Federer won the Wimbledon singles title five years in a row from 2003-2007 before losing an epic five set final in near darkness last year to Nadal. The match and the two players' rivalry both are considered by many to be the greatest of all time.
As a player who lacks any main weakness, Federer dominated men's tennis from 2004 until last year when Nadal broadened his game to become an all-court player.
Federer first became the ATP Tour's number one player in February of 2004 and held the top spot for a record 237 consecutive weeks. If Federer makes a strong showing this and next week in London, he would after Wimbledon once again return to the top spot.

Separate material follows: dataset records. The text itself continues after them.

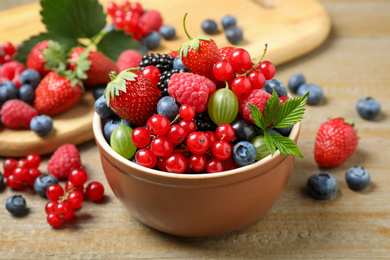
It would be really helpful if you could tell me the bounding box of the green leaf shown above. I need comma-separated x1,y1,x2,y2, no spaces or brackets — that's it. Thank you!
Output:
41,0,106,39
273,92,309,128
248,103,267,130
97,30,141,62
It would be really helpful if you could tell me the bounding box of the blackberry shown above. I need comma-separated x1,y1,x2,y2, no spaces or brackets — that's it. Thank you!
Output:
193,110,217,132
139,53,175,74
157,68,188,98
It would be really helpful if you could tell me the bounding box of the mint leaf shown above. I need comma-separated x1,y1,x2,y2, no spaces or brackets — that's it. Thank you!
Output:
41,0,106,39
97,30,141,62
273,92,309,128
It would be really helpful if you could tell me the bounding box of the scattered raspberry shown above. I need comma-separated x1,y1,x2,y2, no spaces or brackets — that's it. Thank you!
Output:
116,50,142,71
168,72,216,113
0,99,38,129
47,144,82,179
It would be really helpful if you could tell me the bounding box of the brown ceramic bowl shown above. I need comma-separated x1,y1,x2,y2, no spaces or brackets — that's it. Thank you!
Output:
93,113,301,237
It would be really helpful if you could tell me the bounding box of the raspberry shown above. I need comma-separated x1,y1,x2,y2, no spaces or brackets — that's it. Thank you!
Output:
239,89,271,123
116,50,142,71
0,99,38,129
168,72,216,113
47,144,82,179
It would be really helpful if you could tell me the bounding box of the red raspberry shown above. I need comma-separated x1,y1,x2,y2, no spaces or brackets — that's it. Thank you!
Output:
168,72,216,113
139,10,163,32
0,99,38,129
116,50,142,71
240,89,271,123
47,144,82,179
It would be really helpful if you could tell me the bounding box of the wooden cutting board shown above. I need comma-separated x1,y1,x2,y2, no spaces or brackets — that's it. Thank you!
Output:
0,0,331,157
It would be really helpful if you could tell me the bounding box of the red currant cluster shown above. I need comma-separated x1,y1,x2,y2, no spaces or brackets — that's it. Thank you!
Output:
0,42,16,64
132,104,237,173
213,45,276,96
45,169,104,227
3,154,42,189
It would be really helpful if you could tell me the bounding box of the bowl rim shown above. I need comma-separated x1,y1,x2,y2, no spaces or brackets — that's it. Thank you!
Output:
92,112,301,180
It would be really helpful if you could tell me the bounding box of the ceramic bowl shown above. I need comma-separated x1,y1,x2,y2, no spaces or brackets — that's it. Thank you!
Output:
93,113,301,237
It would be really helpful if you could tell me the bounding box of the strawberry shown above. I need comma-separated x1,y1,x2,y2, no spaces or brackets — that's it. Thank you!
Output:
314,117,358,167
104,69,158,125
34,71,83,116
47,144,82,179
179,14,221,83
69,47,119,87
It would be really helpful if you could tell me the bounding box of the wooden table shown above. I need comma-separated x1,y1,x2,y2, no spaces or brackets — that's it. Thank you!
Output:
0,0,390,259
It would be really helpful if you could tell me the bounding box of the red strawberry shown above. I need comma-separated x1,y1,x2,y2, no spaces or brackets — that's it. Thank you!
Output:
179,14,221,82
104,69,158,125
47,144,82,179
0,99,38,129
34,71,83,116
69,47,119,87
314,117,359,167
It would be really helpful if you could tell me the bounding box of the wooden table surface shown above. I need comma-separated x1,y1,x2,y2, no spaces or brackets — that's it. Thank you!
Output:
0,0,390,259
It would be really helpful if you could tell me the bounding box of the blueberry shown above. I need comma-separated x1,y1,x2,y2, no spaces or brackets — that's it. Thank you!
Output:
157,96,179,121
33,173,58,198
231,118,256,142
0,80,18,103
159,25,176,40
173,56,187,70
19,69,41,89
264,79,287,97
95,95,116,118
5,194,27,216
30,115,53,136
141,31,161,50
202,19,218,34
221,15,236,29
232,141,257,166
345,166,371,190
225,26,243,44
19,84,35,104
356,97,381,120
307,172,338,200
297,84,324,105
288,74,306,94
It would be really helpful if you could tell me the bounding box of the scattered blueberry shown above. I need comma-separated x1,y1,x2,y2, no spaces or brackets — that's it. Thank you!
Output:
288,73,306,94
5,194,27,216
141,31,161,50
232,141,257,166
157,96,179,121
307,172,338,200
356,97,381,120
297,84,324,105
34,173,58,198
264,79,287,97
19,69,41,89
159,25,176,40
95,95,116,118
345,166,371,190
225,26,243,44
30,115,53,136
202,19,218,34
231,118,256,142
19,84,35,104
221,15,237,29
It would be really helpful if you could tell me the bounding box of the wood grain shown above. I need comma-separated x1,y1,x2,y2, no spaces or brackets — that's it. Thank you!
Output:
0,0,390,259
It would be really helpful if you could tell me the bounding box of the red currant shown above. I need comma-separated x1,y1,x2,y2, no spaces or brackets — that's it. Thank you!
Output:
135,148,157,168
186,132,209,154
215,123,236,143
68,169,88,186
46,184,64,201
146,115,169,135
85,181,104,201
165,153,187,173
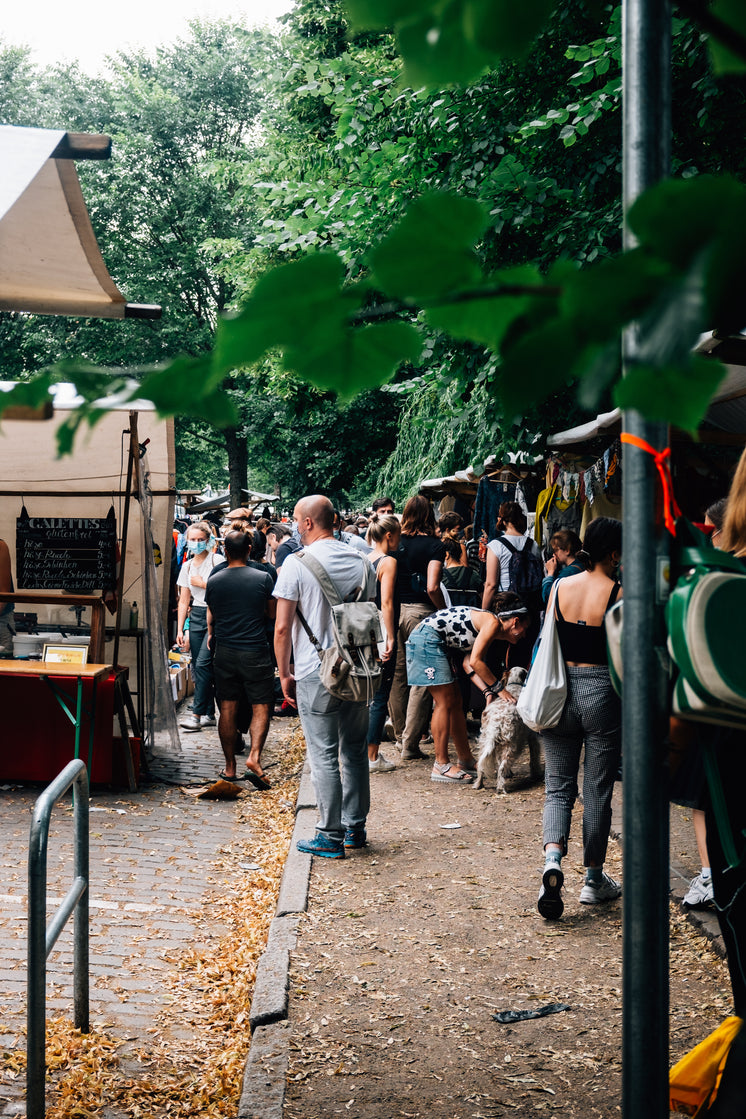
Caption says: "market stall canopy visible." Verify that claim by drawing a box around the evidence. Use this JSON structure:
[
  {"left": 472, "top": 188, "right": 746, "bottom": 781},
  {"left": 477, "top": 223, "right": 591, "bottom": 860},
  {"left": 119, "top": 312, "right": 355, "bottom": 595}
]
[
  {"left": 0, "top": 124, "right": 161, "bottom": 319},
  {"left": 187, "top": 489, "right": 280, "bottom": 514},
  {"left": 547, "top": 335, "right": 746, "bottom": 448}
]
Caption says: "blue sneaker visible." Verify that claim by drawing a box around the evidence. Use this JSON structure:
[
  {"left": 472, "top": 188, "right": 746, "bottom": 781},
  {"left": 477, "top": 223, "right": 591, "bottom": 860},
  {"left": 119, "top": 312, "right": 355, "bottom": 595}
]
[{"left": 295, "top": 831, "right": 344, "bottom": 858}]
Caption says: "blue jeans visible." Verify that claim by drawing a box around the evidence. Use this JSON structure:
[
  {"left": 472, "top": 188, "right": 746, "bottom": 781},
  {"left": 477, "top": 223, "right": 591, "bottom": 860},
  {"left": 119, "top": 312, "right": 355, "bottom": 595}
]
[
  {"left": 189, "top": 606, "right": 215, "bottom": 715},
  {"left": 406, "top": 623, "right": 451, "bottom": 688},
  {"left": 295, "top": 673, "right": 370, "bottom": 843}
]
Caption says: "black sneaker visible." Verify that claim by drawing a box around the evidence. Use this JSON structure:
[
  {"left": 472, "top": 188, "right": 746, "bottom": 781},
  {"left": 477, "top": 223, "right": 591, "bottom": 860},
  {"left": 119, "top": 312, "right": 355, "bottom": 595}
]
[
  {"left": 537, "top": 863, "right": 565, "bottom": 921},
  {"left": 295, "top": 831, "right": 344, "bottom": 858}
]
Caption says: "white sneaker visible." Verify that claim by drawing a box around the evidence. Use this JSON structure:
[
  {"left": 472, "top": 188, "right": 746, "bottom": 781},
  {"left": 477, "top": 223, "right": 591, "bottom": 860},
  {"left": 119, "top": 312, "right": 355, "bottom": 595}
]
[
  {"left": 580, "top": 872, "right": 622, "bottom": 905},
  {"left": 368, "top": 754, "right": 396, "bottom": 773},
  {"left": 681, "top": 871, "right": 715, "bottom": 909}
]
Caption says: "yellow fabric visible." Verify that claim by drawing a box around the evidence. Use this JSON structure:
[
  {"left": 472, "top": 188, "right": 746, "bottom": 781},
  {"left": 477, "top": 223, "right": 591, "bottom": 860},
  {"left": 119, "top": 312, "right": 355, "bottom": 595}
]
[{"left": 669, "top": 1017, "right": 743, "bottom": 1116}]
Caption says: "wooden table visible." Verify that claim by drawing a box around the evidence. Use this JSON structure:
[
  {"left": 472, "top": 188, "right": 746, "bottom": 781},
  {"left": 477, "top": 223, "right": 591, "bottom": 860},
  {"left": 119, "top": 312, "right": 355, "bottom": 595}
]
[{"left": 0, "top": 660, "right": 112, "bottom": 777}]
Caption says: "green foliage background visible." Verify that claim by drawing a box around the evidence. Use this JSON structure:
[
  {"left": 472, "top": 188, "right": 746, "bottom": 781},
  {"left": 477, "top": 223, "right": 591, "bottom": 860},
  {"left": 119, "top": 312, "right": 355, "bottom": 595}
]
[{"left": 0, "top": 0, "right": 746, "bottom": 504}]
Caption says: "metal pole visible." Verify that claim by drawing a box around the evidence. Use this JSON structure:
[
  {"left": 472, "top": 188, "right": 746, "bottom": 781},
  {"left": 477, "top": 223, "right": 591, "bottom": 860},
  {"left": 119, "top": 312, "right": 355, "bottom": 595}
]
[
  {"left": 26, "top": 759, "right": 88, "bottom": 1119},
  {"left": 622, "top": 0, "right": 671, "bottom": 1119},
  {"left": 73, "top": 760, "right": 90, "bottom": 1034}
]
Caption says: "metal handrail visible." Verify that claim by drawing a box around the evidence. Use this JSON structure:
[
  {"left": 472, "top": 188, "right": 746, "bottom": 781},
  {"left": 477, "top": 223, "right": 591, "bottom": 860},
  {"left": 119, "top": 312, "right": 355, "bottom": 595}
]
[{"left": 26, "top": 759, "right": 88, "bottom": 1119}]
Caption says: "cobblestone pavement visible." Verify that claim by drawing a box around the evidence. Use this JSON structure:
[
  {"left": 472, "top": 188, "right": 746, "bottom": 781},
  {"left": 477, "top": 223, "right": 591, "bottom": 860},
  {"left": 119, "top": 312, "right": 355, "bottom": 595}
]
[{"left": 0, "top": 720, "right": 304, "bottom": 1117}]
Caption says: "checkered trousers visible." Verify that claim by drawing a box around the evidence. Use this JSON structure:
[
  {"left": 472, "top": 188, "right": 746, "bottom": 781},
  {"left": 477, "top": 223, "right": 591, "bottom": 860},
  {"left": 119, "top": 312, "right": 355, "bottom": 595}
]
[{"left": 541, "top": 665, "right": 622, "bottom": 866}]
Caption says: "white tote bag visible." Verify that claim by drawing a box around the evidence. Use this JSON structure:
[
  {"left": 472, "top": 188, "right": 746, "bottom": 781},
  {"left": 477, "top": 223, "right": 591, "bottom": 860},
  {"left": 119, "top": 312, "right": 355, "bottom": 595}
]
[{"left": 518, "top": 583, "right": 567, "bottom": 733}]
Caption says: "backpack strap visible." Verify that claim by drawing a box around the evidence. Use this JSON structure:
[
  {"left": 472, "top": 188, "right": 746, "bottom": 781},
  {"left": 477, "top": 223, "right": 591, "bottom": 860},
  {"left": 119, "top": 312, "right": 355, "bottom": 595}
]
[{"left": 295, "top": 551, "right": 370, "bottom": 606}]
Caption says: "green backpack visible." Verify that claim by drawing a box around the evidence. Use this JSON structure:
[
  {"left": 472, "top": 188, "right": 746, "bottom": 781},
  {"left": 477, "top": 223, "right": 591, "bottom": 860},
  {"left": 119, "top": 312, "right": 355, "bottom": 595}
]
[{"left": 665, "top": 520, "right": 746, "bottom": 727}]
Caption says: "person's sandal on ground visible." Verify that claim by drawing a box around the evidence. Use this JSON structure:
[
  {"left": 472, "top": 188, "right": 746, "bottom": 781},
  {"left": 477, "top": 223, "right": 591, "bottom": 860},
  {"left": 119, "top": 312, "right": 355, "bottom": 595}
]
[
  {"left": 244, "top": 765, "right": 272, "bottom": 792},
  {"left": 402, "top": 746, "right": 429, "bottom": 762},
  {"left": 429, "top": 762, "right": 471, "bottom": 784},
  {"left": 681, "top": 871, "right": 715, "bottom": 909},
  {"left": 537, "top": 859, "right": 565, "bottom": 921}
]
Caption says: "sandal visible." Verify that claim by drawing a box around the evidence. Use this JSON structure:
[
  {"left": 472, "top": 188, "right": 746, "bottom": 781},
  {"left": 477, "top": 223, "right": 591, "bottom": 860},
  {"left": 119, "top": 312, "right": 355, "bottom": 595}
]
[
  {"left": 429, "top": 762, "right": 471, "bottom": 784},
  {"left": 243, "top": 767, "right": 272, "bottom": 792}
]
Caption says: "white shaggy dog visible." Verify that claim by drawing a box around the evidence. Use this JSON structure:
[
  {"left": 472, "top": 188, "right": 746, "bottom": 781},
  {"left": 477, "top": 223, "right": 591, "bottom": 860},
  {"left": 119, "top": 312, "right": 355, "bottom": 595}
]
[{"left": 474, "top": 668, "right": 544, "bottom": 793}]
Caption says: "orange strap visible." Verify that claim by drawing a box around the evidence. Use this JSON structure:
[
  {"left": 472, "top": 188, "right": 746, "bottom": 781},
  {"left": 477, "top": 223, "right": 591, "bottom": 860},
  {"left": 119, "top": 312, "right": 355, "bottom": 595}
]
[{"left": 621, "top": 431, "right": 681, "bottom": 536}]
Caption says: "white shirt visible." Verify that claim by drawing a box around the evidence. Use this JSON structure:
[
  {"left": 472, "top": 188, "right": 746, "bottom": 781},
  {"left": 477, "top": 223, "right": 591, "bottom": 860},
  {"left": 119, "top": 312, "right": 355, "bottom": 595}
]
[
  {"left": 274, "top": 537, "right": 376, "bottom": 680},
  {"left": 176, "top": 552, "right": 225, "bottom": 606},
  {"left": 488, "top": 536, "right": 541, "bottom": 591}
]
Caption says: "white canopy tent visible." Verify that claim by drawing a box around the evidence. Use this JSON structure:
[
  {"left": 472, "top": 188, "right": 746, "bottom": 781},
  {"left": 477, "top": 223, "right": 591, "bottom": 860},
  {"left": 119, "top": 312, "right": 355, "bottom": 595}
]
[{"left": 0, "top": 125, "right": 161, "bottom": 319}]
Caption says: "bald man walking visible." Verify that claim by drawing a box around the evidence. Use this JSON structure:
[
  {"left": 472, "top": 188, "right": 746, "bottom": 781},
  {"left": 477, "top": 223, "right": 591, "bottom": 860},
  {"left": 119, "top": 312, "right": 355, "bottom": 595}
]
[{"left": 274, "top": 495, "right": 376, "bottom": 858}]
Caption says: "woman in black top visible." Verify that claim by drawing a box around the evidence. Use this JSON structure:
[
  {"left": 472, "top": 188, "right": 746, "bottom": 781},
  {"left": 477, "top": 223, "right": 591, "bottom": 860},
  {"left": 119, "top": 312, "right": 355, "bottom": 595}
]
[
  {"left": 702, "top": 451, "right": 746, "bottom": 1119},
  {"left": 388, "top": 493, "right": 445, "bottom": 761},
  {"left": 538, "top": 517, "right": 622, "bottom": 920}
]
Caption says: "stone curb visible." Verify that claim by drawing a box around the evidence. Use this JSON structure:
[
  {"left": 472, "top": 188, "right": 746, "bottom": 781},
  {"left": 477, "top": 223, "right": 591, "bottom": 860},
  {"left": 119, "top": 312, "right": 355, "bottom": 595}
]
[{"left": 237, "top": 764, "right": 317, "bottom": 1119}]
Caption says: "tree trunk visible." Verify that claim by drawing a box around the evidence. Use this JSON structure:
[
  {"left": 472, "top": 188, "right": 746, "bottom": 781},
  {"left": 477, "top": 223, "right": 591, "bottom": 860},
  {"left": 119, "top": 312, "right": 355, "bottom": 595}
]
[{"left": 223, "top": 427, "right": 248, "bottom": 509}]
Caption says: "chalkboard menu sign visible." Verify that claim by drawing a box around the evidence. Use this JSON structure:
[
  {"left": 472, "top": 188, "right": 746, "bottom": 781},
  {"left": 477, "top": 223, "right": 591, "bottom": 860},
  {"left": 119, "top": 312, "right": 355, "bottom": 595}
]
[{"left": 16, "top": 506, "right": 116, "bottom": 594}]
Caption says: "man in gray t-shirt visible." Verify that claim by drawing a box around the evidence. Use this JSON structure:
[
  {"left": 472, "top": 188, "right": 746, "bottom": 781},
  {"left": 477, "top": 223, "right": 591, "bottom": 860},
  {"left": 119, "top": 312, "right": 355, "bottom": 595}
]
[
  {"left": 274, "top": 495, "right": 376, "bottom": 858},
  {"left": 205, "top": 532, "right": 275, "bottom": 789}
]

With a Wimbledon win this year, Federer would also surpass the American Pete Sampras' 14 career grand slam wins to become arguably the greatest tennis player of all times. At the French Open earlier this month, Federer's title win give him a title never won by Sampras.
"In an era of specialists, you're either a clay court specialist, a grass court specialist or a hard court specialist or you're Roger Federer," the American great Jimmy Conners said of Federer.
In the semifinals at Wimbledon, Federer could face the 4th seeded Novak Djokovic of Serbia. Should Federer reach the championship final, he is likely to meet either the 6th seeded Andy Roddick of the USA or the 3rd seeded crowd favorite Andy Murray of England and Scotland.